Sabbia, tanta sabbia. Quasi te la senti nel palato, mentre leggi Cielo di sabbia. Ed è polvere che stende:

«Già quel vento bastava a gettare a terra un uomo adulto, ma niente era peggio della polvere. Quando era rossa capivo che arrivava dall'Oklahoma, dove stavamo anche noi. Ma se era bianca significava che un pezzo di Texas ci stava cadendo sulla testa, e se le folate erano più scure giungevano con buona probabilità dal Kansas o dal Nebraska».

L’ambientazione texana, marchio di Lansdale, non tradisce nemmeno questa volta. È una terra devastata dalla sabbia, quella ocra del romanzo. Sabbia che acceca, sporca, costringe a brancolare nel buio, appesta bocca e occhi, scandisce i capitoli. A partire dal primo, in cui la sabbia, appunto, viene presentata come involontaria assassina dei genitori del protagonista, voce narrante: prima gli era morta la madre, per via di un’ostruzione polmonare causata dalla sabbia respirata e, in conseguenza di ciò, il padre si era impiccato. Per uno come Jack Catcher, che vuole vivere come i supereroi, il suicidio è una scorciatoia vigliacca, sono altri i progetti per la sua vita, più grandi. Forse non proprio quelli che si prospettano quando piombano sul suo orizzonte due fratelli: Jane e Tony Lewis, apparsi dalla tempesta di sabbia come due fantasmi che annaspano:

«E poi li vidi arrancare nella sabbia.

Lei indossava stivali, una salopette e una camicia a quadri col colletto e i polsini abbottonati per tenere lontana la polvere. Il ragazzo che l’accompagnava era più giovane. Anche lui era in tuta da lavoro, aveva una vecchia camicia marrone e uno straccio che gli nascondeva il capo, lasciando spuntare soltanto gli occhi. Trasportavano sacchi da farina pieni di chissà cosa.

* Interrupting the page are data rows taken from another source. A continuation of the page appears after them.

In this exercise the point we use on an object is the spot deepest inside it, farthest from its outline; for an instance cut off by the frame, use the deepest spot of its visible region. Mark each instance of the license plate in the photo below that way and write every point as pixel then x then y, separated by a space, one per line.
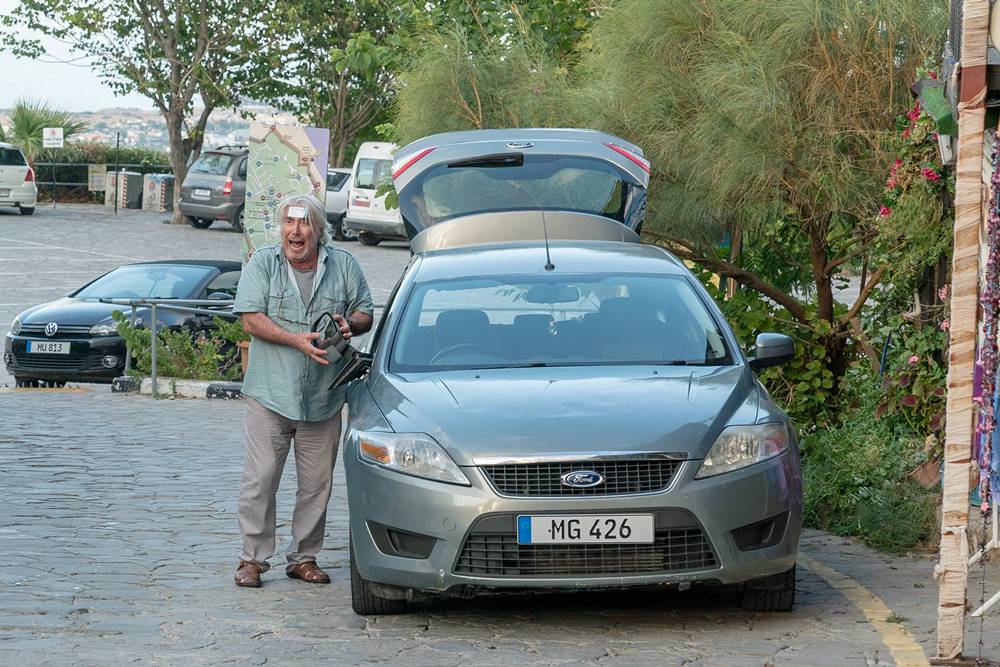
pixel 585 529
pixel 48 347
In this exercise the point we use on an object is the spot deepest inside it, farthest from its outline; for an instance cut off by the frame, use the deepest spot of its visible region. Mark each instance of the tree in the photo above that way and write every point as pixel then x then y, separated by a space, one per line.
pixel 171 51
pixel 27 120
pixel 338 70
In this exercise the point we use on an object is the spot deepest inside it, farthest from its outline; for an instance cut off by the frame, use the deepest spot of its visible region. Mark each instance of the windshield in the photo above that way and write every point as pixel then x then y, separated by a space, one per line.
pixel 576 320
pixel 216 164
pixel 147 281
pixel 373 174
pixel 529 182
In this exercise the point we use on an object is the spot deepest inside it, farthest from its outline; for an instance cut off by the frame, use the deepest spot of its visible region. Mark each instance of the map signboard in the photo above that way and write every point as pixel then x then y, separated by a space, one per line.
pixel 284 160
pixel 52 137
pixel 96 177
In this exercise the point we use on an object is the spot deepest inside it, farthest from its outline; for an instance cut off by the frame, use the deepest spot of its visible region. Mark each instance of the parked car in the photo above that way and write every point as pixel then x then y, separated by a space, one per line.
pixel 569 413
pixel 75 339
pixel 338 186
pixel 215 186
pixel 367 214
pixel 17 180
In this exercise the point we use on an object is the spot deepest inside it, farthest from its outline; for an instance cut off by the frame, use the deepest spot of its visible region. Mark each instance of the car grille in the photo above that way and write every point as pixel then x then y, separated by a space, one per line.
pixel 65 331
pixel 60 362
pixel 543 479
pixel 497 554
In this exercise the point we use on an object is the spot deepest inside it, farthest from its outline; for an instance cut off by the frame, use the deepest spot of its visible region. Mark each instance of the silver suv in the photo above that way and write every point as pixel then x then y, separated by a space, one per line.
pixel 17 180
pixel 215 186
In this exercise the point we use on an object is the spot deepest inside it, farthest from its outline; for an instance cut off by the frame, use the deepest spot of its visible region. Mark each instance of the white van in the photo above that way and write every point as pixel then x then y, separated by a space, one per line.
pixel 366 213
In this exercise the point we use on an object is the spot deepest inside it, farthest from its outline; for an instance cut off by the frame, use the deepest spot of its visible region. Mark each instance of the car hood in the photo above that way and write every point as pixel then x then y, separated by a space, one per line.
pixel 483 414
pixel 70 311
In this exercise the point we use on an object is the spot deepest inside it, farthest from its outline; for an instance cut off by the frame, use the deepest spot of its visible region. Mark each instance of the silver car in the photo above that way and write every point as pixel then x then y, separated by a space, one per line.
pixel 550 404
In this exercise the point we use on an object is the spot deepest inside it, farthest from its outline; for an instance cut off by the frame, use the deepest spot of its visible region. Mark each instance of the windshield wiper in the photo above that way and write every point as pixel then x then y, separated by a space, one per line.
pixel 495 160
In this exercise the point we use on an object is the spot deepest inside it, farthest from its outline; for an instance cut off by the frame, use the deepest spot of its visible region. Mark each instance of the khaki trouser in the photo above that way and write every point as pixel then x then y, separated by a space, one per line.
pixel 268 440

Tutti e due venivano avanti pian piano, e si capiva che non avevano quasi più forza e stavano per cadere, così scesi per andargli incontro».

Comincia così un’avventura – sempre polverosa – che vede i tre lanciati in una meta nemmeno a loro molto chiara, orfani del mondo, in fuga dalla rabbia di una natura ostile. Tre bei personaggi che partono alla volta del nulla e incontrano altri reietti, in un memorabile cammino dove, quando ai deserti vengono alternati paesaggi più umanizzati, è solo nelle atmosfere oniriche del ricordo:

«Non era facile ricordarsi i tempi in cui i boschi erano belli folti e i campi pieni di granturco e di fagiolini e di noccioline e di patate ancora da cavare, con le loro piante che crescevano altissime come a volerti dire che bastava scavare là sotto per trovare dei tuberi belli grandi e pronti per essere lavati tagliati e messi a friggere in padella».

Con una bella scrittura chiara, non pretestuosa, dialoghi ritmati da stralci di vita, brevi pennellate descrittive, Lansdale conferma che ciò che ha dichiarato in un’intervista, la sua attitudine ad osservare la gente, gli è valsa ancora una volta a dipingere un affresco indimenticabile: «Sono un osservatore delle persone, di come parlano, di come si muovono e direi che tutto questo serve a dare spessore ai miei personaggi».